In the tight circle that is the world of professional village managers, there are not a lot of secrets. Everyone knows who is looking for a job, about to be out of a job after an election, on the rise, or looking for a soft-landing heading toward retirement. Narrow your search function to the Midwest because there are not a lot of east- or west-coast imports and your circle is tighter still. Then there are the pricey search firms which are all staffed by retired village managers, and the feedback loop becomes an echo chamber.
This comes to mind as Oak Park closes in on choosing its next village manager. Our Stacey Sheridan reports today that a first round of finalists will be interviewed by the board’s personnel committee in early January via Zoom. Three or four of those finalists will be invited to town for a two-day drill in mid-January.

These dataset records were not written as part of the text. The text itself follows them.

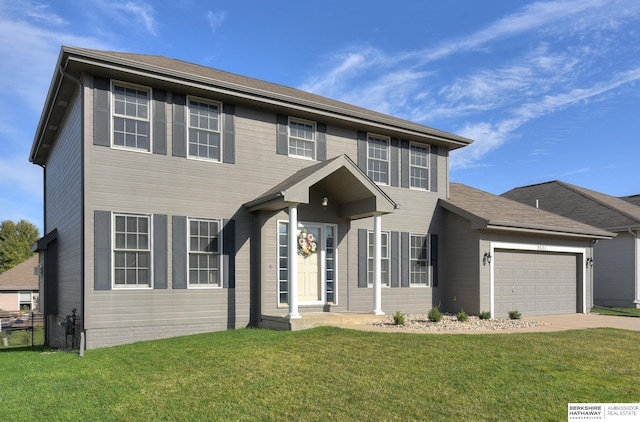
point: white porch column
(293, 262)
(377, 265)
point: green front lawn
(616, 311)
(326, 374)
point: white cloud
(215, 19)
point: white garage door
(535, 283)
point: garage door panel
(534, 283)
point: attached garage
(536, 283)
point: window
(204, 253)
(419, 166)
(131, 124)
(378, 158)
(302, 139)
(384, 270)
(132, 250)
(204, 130)
(419, 266)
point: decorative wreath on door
(306, 243)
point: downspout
(78, 82)
(636, 265)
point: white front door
(310, 256)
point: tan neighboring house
(19, 287)
(182, 199)
(616, 261)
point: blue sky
(548, 90)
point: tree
(15, 242)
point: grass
(617, 311)
(325, 374)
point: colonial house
(617, 261)
(182, 199)
(19, 287)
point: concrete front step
(316, 319)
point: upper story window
(204, 253)
(132, 250)
(419, 166)
(204, 129)
(419, 267)
(302, 138)
(131, 117)
(385, 262)
(378, 158)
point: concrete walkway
(553, 323)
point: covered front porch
(320, 201)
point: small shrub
(435, 315)
(462, 315)
(398, 318)
(514, 314)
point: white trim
(314, 127)
(536, 248)
(220, 254)
(115, 286)
(220, 127)
(149, 119)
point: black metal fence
(64, 333)
(21, 329)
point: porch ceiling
(342, 182)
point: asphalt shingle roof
(486, 210)
(585, 205)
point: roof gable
(585, 205)
(488, 211)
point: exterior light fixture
(325, 201)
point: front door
(310, 253)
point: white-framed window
(302, 138)
(385, 261)
(204, 129)
(132, 250)
(205, 247)
(419, 261)
(131, 111)
(419, 166)
(378, 158)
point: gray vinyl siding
(64, 209)
(614, 278)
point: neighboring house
(616, 261)
(182, 199)
(634, 199)
(19, 287)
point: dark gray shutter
(101, 135)
(362, 151)
(405, 260)
(433, 261)
(393, 162)
(102, 250)
(395, 259)
(363, 267)
(180, 254)
(179, 125)
(405, 163)
(229, 254)
(282, 135)
(229, 135)
(160, 251)
(321, 142)
(434, 169)
(159, 122)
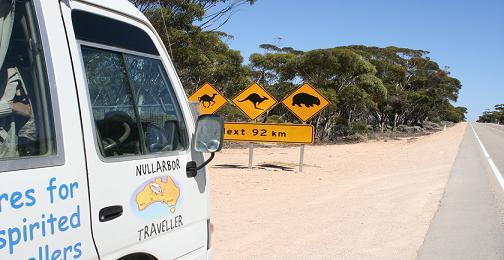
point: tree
(496, 116)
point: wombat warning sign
(305, 102)
(254, 101)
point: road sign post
(254, 101)
(269, 133)
(251, 154)
(305, 102)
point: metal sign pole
(251, 154)
(301, 155)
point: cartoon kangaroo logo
(255, 99)
(209, 100)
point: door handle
(110, 213)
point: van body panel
(32, 187)
(55, 210)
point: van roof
(121, 6)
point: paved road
(470, 220)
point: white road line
(495, 170)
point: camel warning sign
(305, 102)
(254, 101)
(210, 99)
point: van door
(43, 186)
(137, 127)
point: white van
(100, 155)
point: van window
(133, 102)
(26, 122)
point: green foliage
(368, 87)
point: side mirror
(209, 134)
(208, 138)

While that visit will take them to Hemingway’s house, they’ll also tour village facilities, meet with department heads, be interviewed by three panels of stakeholders, attend a likely virtual public meeting with average citizens, and sit for an interview with the full board.
And yes, it sounds exhausting for anyone who is not already a village manager and expects every meeting to go on until midnight.
What’s newsworthy in this flurry of gatherings is the public nature of at least the virtual meeting with ordinary citizens. It means the public and journalists, too, will meet the finalists, be able to ask questions and, of course, do some vetting of their careers before a final choice is made.
It will be instructive for village board members to see how the finalists hold up, even shine, under the scrutiny. It is also a welcome step toward transparency, a virtue this current board has pledged to honor. One member of the board’s personnel committee, Lucia Robinson, expressed concerns about outing the finalists. This is a worry we’ve long heard from elected officials and have always rejected.
It is the nature of these jobs that managers move. The tenure of managers keeps shrinking as the demands on them increase and elected officials and the public become more impatient. No one is surprised to hear a veteran manager has got the itch or is just looking for an escape route. Twice in the past year Oak Park has seen reporting that its village manager was a finalist for another job and that the elementary school superintendent was also testing the market. Both searched until they found a new opportunity.
That’s the nature of this business today. More light, not less, is preferred and the village president and her board get credit for bringing the public into this critical process.